Hybrid catalysts for cascade reactions
This is the focus of Damien Debecker and his research team: finding new catalysts for developing sustainable chemical processes such as recovering molecules from biomass, converting CO2 into ‘e-fuels’, achieving greener synthesis of molecules with high added value, etc. ‘There are three subcategories of catalysts’, he explains. ‘The first subcategory is homogeneous catalysts, which are substances that dissolve in a liquid reaction medium to form a single phase. The second is heterogeneous catalysts which are solid and insoluble in the reaction medium; they’re interesting because we can recover and reuse them after the reaction has taken place. The last subcategory is enzymes, proteins whose role is promoting chemical reactions within living cells, namely biochemical reactions. These three subcategories of catalysts are generally used in different fields of application. It’s a relatively compartmentalised science.’ Prof. Debecker's team is focused mainly on developing new heterogeneous catalysts. But he’s also interested in enzymes. ‘Enzymes are soluble, they were developed by nature during Darwinian evolution and are specialised in carrying out a very precise chemical reaction with great efficiency. They’re “perfect” catalysts but we can’t reproduce them in chemistry and they require gentle handling.’ For some applications, it seems worthwhile to combine the two types of catalysis, for example by carrying out a cascade reaction, where the enzyme performs a first transformation, the product of which then serves as a substrate for the heterogeneous synthetic catalyst.
Prof. Debecker's idea was to immobilise enzymes directly on a solid catalyst to prevent them from dissolving and to be able to recover them after the reaction. ‘It’s to bridge the gap between heterogeneous and enzymatic catalysis,’ he says. It’s a challenge his team recently met successfully and the results of which have been published in the prestigious journal Chemical Science. They did so by imagining a hybrid catalyst that combines the effect of a solid catalyst and an enzyme. The approach they followed to create such a catalyst was using zeolites, solid catalysts created by chemists and whose structure is microporous. ‘But zeolite pores are too small for enzymes to enter them and zeolites have few anchor points for fixing enzymes onto their surface’, Prof. Debecker says. Here the researchers got creative: they used aerosol processing to create microspheres of zeolite nanocrystals, using them as very small building blocks to form a hollow sphere. ‘This trick allowed us to load the interior of the microspheres with enzymes and thus obtain a true heterogeneous hybrid catalyst!’ Prof. Debecker explains. ‘We have two catalytic entities “for the price of one” and the microspheres can contain a large amount of enzymes, which further strengthens overall catalytic capacity. This bifunctional solid makes it possible to carry out cascade reactions that have never been produced before with such efficiency.’

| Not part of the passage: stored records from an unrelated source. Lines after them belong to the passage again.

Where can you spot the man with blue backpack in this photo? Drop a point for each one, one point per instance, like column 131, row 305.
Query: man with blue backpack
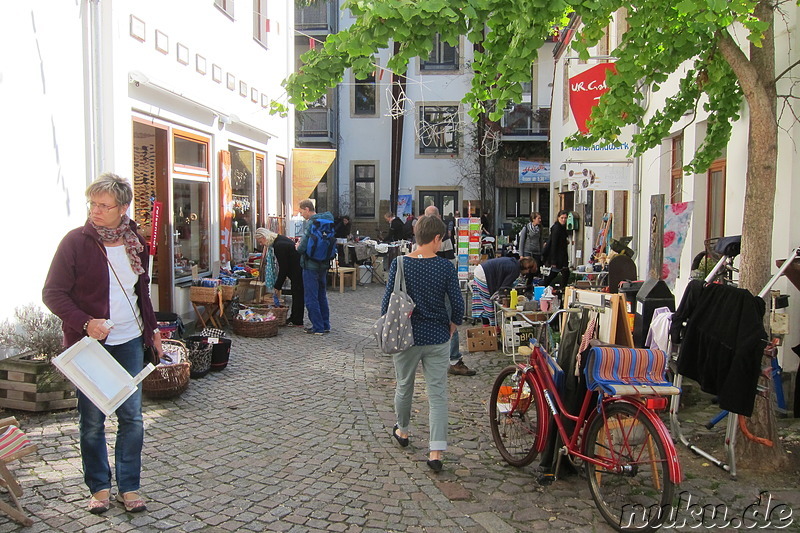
column 317, row 248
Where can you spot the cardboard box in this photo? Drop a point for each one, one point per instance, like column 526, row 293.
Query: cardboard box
column 481, row 340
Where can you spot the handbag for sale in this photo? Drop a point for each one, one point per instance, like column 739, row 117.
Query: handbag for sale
column 393, row 330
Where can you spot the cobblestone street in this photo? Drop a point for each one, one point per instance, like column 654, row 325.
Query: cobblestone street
column 295, row 436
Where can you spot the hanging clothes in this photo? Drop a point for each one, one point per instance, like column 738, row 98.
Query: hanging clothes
column 722, row 343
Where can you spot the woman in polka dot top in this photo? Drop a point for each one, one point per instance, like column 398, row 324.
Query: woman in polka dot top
column 430, row 281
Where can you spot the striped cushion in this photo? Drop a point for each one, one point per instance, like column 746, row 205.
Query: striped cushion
column 12, row 440
column 628, row 371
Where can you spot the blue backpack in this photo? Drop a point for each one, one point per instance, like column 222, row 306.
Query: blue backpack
column 321, row 245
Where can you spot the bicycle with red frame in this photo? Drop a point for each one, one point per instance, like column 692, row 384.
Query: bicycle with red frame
column 628, row 455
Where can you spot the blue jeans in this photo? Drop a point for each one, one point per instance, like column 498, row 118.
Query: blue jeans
column 130, row 432
column 316, row 298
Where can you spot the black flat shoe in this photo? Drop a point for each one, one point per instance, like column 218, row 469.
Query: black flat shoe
column 435, row 465
column 402, row 441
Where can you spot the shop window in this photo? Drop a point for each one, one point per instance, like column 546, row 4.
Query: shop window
column 190, row 153
column 676, row 170
column 190, row 215
column 364, row 181
column 438, row 129
column 442, row 57
column 715, row 218
column 260, row 21
column 226, row 6
column 364, row 96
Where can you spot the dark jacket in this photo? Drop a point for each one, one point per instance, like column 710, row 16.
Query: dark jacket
column 288, row 262
column 77, row 285
column 501, row 273
column 555, row 251
column 305, row 261
column 395, row 230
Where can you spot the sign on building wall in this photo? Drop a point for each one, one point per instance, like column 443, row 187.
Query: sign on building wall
column 599, row 176
column 534, row 171
column 585, row 90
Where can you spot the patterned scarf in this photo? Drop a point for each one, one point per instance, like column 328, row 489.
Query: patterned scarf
column 132, row 245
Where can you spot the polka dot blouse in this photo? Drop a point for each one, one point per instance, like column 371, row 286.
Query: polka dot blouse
column 428, row 281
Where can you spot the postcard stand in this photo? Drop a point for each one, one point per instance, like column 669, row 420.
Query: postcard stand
column 98, row 375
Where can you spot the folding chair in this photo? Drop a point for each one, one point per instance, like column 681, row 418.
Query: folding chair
column 13, row 445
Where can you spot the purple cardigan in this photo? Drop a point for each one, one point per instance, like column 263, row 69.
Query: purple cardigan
column 77, row 285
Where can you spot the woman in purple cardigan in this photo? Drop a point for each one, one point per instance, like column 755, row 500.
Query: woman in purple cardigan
column 99, row 272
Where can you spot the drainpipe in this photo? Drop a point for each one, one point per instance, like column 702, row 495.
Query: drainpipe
column 94, row 132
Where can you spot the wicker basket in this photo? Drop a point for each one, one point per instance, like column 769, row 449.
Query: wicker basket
column 203, row 295
column 227, row 292
column 168, row 381
column 280, row 313
column 245, row 328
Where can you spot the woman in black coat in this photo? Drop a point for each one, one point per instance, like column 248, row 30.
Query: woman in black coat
column 555, row 253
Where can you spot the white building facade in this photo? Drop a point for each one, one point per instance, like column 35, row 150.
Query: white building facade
column 717, row 195
column 173, row 95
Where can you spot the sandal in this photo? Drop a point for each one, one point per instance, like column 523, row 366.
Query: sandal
column 132, row 501
column 98, row 505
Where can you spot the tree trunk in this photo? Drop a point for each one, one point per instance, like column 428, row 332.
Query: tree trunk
column 757, row 78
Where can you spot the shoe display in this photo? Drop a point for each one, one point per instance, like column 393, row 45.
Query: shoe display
column 460, row 369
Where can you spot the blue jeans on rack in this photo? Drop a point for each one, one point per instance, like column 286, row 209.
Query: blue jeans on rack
column 316, row 299
column 130, row 431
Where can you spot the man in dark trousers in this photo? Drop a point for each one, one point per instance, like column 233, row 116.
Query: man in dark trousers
column 395, row 228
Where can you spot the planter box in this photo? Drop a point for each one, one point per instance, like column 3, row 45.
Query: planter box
column 29, row 385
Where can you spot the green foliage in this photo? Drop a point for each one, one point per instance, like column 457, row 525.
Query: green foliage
column 662, row 35
column 35, row 330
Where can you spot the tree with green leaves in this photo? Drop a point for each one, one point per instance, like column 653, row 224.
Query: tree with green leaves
column 662, row 37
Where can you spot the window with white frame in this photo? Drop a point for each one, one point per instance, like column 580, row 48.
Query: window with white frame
column 226, row 6
column 442, row 57
column 439, row 127
column 364, row 187
column 191, row 204
column 365, row 96
column 260, row 22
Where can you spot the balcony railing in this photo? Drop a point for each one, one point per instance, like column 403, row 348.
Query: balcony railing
column 317, row 16
column 315, row 124
column 524, row 120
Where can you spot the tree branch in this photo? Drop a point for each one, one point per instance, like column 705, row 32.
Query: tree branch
column 787, row 69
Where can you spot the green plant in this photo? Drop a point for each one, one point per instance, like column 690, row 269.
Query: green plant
column 33, row 330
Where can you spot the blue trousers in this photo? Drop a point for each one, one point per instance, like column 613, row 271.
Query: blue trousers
column 316, row 298
column 130, row 432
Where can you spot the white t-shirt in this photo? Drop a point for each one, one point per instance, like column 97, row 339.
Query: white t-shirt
column 125, row 315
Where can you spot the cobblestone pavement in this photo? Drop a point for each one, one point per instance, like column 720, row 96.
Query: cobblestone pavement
column 295, row 436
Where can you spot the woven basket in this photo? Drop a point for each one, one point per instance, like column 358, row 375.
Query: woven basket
column 168, row 381
column 203, row 295
column 279, row 312
column 245, row 328
column 227, row 292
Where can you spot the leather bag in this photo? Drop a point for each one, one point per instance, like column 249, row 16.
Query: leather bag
column 393, row 330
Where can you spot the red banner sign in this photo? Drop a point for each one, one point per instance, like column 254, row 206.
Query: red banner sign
column 585, row 90
column 155, row 226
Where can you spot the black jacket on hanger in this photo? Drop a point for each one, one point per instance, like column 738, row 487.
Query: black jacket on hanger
column 722, row 343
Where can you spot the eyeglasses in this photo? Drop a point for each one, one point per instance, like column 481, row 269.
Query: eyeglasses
column 103, row 208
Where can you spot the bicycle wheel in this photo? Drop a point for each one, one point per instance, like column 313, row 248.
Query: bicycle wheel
column 635, row 493
column 515, row 416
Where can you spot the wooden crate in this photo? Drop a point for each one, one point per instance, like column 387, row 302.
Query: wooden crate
column 31, row 385
column 481, row 339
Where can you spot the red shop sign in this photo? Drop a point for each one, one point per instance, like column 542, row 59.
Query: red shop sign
column 585, row 90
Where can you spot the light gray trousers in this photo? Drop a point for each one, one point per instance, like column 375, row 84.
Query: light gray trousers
column 435, row 359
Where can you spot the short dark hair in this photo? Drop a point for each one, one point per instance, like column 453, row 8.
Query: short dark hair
column 428, row 227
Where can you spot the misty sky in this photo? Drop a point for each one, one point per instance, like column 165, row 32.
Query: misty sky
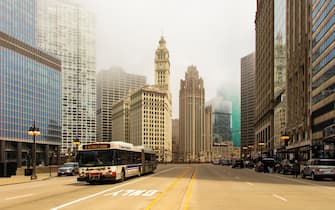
column 210, row 34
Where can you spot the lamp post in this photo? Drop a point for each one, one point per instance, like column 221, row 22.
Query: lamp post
column 245, row 148
column 250, row 148
column 261, row 144
column 285, row 138
column 77, row 143
column 34, row 131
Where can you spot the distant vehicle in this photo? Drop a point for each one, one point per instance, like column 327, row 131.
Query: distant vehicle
column 268, row 164
column 286, row 166
column 238, row 164
column 265, row 165
column 114, row 161
column 70, row 168
column 226, row 162
column 216, row 162
column 249, row 164
column 319, row 168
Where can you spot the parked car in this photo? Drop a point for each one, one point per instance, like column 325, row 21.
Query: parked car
column 238, row 164
column 216, row 162
column 286, row 166
column 70, row 168
column 249, row 164
column 226, row 162
column 265, row 165
column 319, row 168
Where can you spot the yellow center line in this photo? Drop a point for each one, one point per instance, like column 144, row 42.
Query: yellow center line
column 189, row 191
column 154, row 202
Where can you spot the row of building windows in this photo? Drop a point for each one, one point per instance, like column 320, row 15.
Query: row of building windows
column 330, row 40
column 325, row 12
column 323, row 94
column 323, row 110
column 323, row 31
column 317, row 8
column 29, row 91
column 326, row 59
column 17, row 19
column 324, row 77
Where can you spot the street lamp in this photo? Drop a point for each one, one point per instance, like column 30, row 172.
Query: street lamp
column 77, row 143
column 245, row 148
column 261, row 144
column 34, row 131
column 285, row 138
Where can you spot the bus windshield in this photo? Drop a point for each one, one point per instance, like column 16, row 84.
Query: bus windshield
column 96, row 158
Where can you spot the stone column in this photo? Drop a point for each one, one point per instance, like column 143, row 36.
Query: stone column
column 46, row 156
column 19, row 154
column 2, row 151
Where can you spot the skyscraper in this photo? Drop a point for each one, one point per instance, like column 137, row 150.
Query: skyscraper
column 175, row 140
column 150, row 110
column 18, row 19
column 67, row 31
column 150, row 121
column 264, row 75
column 112, row 85
column 248, row 100
column 30, row 89
column 298, row 80
column 191, row 116
column 323, row 79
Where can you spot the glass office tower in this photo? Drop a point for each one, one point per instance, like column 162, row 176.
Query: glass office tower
column 323, row 79
column 17, row 18
column 30, row 89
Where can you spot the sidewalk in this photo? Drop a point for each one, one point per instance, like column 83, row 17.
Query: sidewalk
column 23, row 179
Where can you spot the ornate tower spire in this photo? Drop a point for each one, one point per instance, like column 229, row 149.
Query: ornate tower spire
column 162, row 66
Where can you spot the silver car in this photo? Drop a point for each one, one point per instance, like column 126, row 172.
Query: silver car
column 70, row 168
column 319, row 168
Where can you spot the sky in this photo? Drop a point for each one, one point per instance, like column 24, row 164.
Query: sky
column 213, row 35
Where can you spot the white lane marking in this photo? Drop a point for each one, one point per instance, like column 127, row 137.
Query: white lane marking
column 150, row 193
column 108, row 190
column 19, row 196
column 301, row 182
column 279, row 197
column 146, row 193
column 113, row 193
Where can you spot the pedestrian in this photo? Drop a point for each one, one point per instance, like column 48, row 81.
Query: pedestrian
column 296, row 168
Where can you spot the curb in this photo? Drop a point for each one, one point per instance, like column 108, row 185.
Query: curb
column 27, row 181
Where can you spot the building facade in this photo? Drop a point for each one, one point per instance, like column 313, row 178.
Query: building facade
column 191, row 116
column 150, row 111
column 30, row 90
column 298, row 80
column 279, row 97
column 264, row 129
column 248, row 100
column 150, row 121
column 67, row 31
column 18, row 18
column 208, row 133
column 112, row 85
column 120, row 118
column 323, row 78
column 175, row 140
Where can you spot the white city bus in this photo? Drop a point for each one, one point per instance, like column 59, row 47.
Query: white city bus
column 112, row 161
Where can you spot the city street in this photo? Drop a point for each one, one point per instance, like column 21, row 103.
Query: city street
column 194, row 186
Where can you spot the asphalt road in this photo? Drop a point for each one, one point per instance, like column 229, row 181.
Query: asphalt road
column 176, row 187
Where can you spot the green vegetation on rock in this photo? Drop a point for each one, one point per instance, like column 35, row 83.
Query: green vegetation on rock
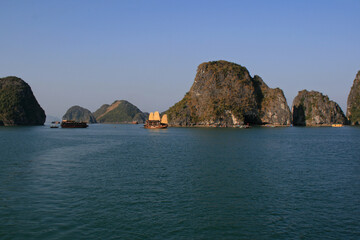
column 18, row 105
column 79, row 114
column 315, row 109
column 120, row 111
column 225, row 94
column 353, row 103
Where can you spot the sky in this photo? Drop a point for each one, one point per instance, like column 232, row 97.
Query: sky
column 90, row 53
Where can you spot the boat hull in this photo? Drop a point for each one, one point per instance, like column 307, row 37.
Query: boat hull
column 162, row 126
column 73, row 124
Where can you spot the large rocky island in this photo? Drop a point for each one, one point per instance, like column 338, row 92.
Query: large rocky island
column 315, row 109
column 79, row 114
column 18, row 105
column 120, row 111
column 224, row 94
column 353, row 102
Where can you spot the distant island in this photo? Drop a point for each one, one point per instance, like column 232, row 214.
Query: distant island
column 18, row 105
column 79, row 114
column 120, row 111
column 223, row 94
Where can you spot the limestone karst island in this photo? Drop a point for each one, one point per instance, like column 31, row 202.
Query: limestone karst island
column 223, row 94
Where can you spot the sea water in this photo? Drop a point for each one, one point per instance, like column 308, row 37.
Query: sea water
column 126, row 182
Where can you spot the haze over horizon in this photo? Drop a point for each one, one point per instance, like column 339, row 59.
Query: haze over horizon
column 90, row 53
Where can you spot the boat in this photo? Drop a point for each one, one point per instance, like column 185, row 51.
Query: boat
column 54, row 124
column 155, row 122
column 73, row 124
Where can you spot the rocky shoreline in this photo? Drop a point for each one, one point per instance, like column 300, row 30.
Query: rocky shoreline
column 223, row 94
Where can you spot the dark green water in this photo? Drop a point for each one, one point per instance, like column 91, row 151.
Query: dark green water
column 126, row 182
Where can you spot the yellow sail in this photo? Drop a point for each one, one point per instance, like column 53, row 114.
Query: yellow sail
column 151, row 116
column 164, row 119
column 156, row 116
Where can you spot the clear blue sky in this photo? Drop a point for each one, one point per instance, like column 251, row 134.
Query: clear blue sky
column 89, row 53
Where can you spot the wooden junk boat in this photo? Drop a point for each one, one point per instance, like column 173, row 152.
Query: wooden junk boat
column 73, row 124
column 154, row 121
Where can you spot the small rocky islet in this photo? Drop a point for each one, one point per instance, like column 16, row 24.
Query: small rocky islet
column 18, row 105
column 79, row 114
column 223, row 94
column 353, row 102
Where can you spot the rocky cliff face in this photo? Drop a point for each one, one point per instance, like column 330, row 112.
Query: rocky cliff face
column 120, row 111
column 224, row 94
column 79, row 114
column 315, row 109
column 353, row 103
column 18, row 105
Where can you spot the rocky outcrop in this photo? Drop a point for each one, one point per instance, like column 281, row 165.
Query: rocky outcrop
column 224, row 94
column 18, row 105
column 274, row 108
column 353, row 103
column 79, row 114
column 315, row 109
column 120, row 111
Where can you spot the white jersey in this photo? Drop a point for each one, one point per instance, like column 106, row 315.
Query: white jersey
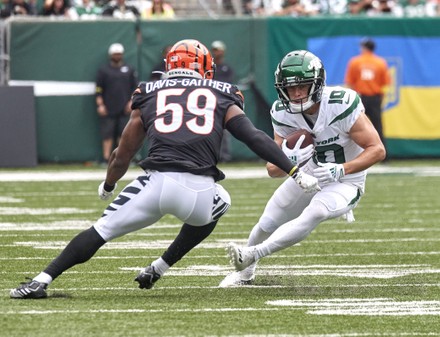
column 339, row 109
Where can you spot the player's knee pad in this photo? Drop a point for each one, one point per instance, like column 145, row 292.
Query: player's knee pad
column 266, row 224
column 222, row 202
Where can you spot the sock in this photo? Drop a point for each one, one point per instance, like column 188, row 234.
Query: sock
column 79, row 250
column 43, row 278
column 187, row 239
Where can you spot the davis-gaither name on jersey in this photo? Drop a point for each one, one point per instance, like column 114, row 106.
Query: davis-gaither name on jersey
column 187, row 82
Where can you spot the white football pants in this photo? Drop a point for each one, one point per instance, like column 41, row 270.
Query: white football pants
column 291, row 214
column 193, row 199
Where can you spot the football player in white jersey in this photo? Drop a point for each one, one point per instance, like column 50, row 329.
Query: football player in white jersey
column 345, row 145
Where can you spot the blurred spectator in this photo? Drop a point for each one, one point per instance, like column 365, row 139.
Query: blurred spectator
column 159, row 68
column 292, row 8
column 224, row 73
column 383, row 7
column 415, row 8
column 357, row 7
column 159, row 10
column 15, row 8
column 87, row 10
column 57, row 8
column 368, row 75
column 121, row 10
column 115, row 83
column 333, row 7
column 261, row 7
column 5, row 9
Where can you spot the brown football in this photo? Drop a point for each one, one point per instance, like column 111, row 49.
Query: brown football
column 294, row 136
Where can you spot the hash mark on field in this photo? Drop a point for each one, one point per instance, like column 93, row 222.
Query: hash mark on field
column 363, row 307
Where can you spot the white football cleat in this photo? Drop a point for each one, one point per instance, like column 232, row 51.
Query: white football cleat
column 241, row 257
column 236, row 279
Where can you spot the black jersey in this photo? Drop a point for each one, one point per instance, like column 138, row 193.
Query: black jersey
column 184, row 120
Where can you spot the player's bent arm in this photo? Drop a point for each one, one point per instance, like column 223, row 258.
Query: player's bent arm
column 273, row 170
column 259, row 142
column 365, row 135
column 131, row 141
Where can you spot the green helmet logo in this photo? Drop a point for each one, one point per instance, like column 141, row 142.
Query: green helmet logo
column 300, row 67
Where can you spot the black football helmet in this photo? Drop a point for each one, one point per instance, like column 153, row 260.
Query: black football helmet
column 300, row 67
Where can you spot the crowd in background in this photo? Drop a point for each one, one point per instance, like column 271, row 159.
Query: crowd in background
column 159, row 9
column 296, row 8
column 88, row 9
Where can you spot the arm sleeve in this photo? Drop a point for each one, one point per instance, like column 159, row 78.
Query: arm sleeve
column 259, row 142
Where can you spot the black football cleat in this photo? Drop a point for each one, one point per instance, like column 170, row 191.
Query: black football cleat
column 147, row 277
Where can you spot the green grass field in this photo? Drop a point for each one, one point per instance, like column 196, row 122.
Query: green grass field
column 378, row 276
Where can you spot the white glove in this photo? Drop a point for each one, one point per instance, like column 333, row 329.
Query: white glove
column 103, row 194
column 329, row 172
column 297, row 155
column 307, row 182
column 349, row 217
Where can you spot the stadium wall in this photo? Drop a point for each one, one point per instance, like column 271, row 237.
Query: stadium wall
column 60, row 59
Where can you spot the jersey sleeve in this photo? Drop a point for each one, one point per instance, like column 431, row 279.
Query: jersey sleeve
column 350, row 112
column 137, row 99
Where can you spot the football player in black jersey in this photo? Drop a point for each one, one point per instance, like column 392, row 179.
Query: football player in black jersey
column 182, row 115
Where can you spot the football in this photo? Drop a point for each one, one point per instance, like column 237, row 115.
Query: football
column 294, row 136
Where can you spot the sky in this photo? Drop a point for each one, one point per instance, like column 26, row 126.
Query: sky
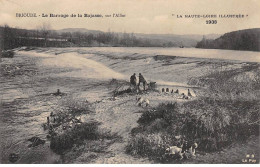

Testing the concept for biomass recovery
The targeted reaction with this new catalyst was a reaction model to test the principle of this hybrid catalyst based on the encapsulation of enzymes in zeolite microspheres. ‘The new hybrid catalyst design has proven itself in our cascade reaction model,’ Prof. Debecker says, ‘but it’s promising for other types of reactions.’ It’s now a question of identifying cascade reactions for which there’s great interest in working with this zeolite-enzyme combination for synthesising new molecules, reducing complexity or intensifying current chemical processes. ‘In a project that just started, we’re studying whether our concept can be applied to other reactions, particularly those focusing on biomass recovery. For example, glycerol, a “waste” molecule, must undergo two catalytic stages to be transformed into lactic acid, which we use to make biopolymers.’